Angka pengangguran di Indonesia mencapai 5,01% dari total angkatan kerja per Februari 2020, berkurang dari 4,99% pada periode yang sama tahun 2019. Dalam satu tahun terakhir, pengangguran bertambah sekitar 60.000 orang. Dengan kata lain, dari 100 orang angkatan kerja, ada sekitar 5 orang menganggur.
Data Badan Pusat Statistik (BPS) menunjukkan SMK sudah beberapa tahun terakhir menjadi pencetak pengangguran tertinggi dari semua tingkat pendidikan di Indonesia. Angka pengangguran dari lulusan SMK mencapai 8,49%. Dari universitas sebanyak 5,73%, dari Diploma I/II/III sebanyak 6,76%, SMA sebanyak 6,77%, SMP 5,02% dan SD ke bawah 2,64% dari total lulusan.
Ada beberapa penyebab utama banyaknya lulusan SMK yang tidak diserap oleh dunia usaha dan industri, antara lain kurikulum yang diajarkan sudah tidak relevan dengan DUDI, serta kurangnya kesiapan mental siswa masuk dunia kerja.
Untuk mengatasinya, Menteri Pendidikan dan Kebudayaan (Mendikbud), Nadiem Anwar Makarim, meminta pengajar dan pengelola seluruh SMK di Indonesia mempersiapkan diri untuk segera melakukan “pernikahan massal” dengan DUDI.
Analogi pernikahan massal sebagai gambaran bahwa SMK dan DUDI harus memiliki ikatan kuat, hubungan emosi, budaya kerja, pola pikir dan ada keharmonisan yang diikat secara permanen, layaknya sepasang suami istri. Anak-anak yang dilahirkan adalah para lulusan SMK.

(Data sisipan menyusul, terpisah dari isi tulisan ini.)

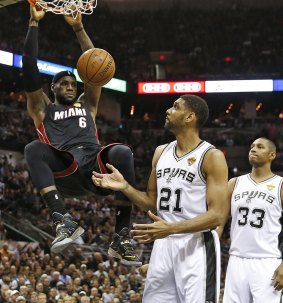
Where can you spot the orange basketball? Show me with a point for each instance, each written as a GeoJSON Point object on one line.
{"type": "Point", "coordinates": [96, 67]}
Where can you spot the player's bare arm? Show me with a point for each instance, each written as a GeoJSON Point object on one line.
{"type": "Point", "coordinates": [37, 100]}
{"type": "Point", "coordinates": [278, 274]}
{"type": "Point", "coordinates": [231, 185]}
{"type": "Point", "coordinates": [92, 93]}
{"type": "Point", "coordinates": [115, 181]}
{"type": "Point", "coordinates": [216, 172]}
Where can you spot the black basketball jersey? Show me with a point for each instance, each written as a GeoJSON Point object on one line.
{"type": "Point", "coordinates": [68, 127]}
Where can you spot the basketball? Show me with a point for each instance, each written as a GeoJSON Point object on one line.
{"type": "Point", "coordinates": [96, 67]}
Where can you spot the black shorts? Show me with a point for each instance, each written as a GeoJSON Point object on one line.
{"type": "Point", "coordinates": [75, 180]}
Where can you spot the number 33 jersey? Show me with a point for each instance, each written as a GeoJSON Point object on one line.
{"type": "Point", "coordinates": [181, 184]}
{"type": "Point", "coordinates": [256, 210]}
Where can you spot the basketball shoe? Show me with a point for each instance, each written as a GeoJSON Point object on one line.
{"type": "Point", "coordinates": [122, 248]}
{"type": "Point", "coordinates": [67, 231]}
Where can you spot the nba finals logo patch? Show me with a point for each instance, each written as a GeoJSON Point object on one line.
{"type": "Point", "coordinates": [191, 160]}
{"type": "Point", "coordinates": [270, 186]}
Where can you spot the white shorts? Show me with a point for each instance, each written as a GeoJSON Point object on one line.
{"type": "Point", "coordinates": [249, 280]}
{"type": "Point", "coordinates": [184, 269]}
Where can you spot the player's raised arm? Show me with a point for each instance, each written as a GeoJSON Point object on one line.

Dia mengatakan pernikahan massal (link and match) antara pendidikan vokasi dengan dunia industri dan dunia kerja (DUDI) harus dilakukan karena pada kenyataannya saat ini, hubungan sektor pendidikan dengan industri tidak terjalin secara maksimal.
“Pernikahan massal ini bukan sekadar perjanjian kerja sama atau Memorandum of Understanding (MoU), melainkan harus menjadi pernikahan atau kerja sama yang sangat erat dan mendalam, serta berlanjut, bahkan sampai punya anak-anak (lulusan) yang diasuh bersama,” jelas Nadiem, dalam Gelar Lokakarya Peningkatan Kualitas Kepemimpinan Kepala SMK Seluruh Indonesia yang digelar Kemendikbud, secara daring, Senin (29/6/2020).
Sembilan Langkah
Sementara itu, sebagai langkah konkrit untuk mewujudkan pernikahan massal antara SMK dan DUDI, Direktorat Jenderal Pendidikan Vokasi, Kementerian Pendidikan dan Kebudayaan (Kemendikbud), telah menetapkan sembilan langkah untuk jalankan.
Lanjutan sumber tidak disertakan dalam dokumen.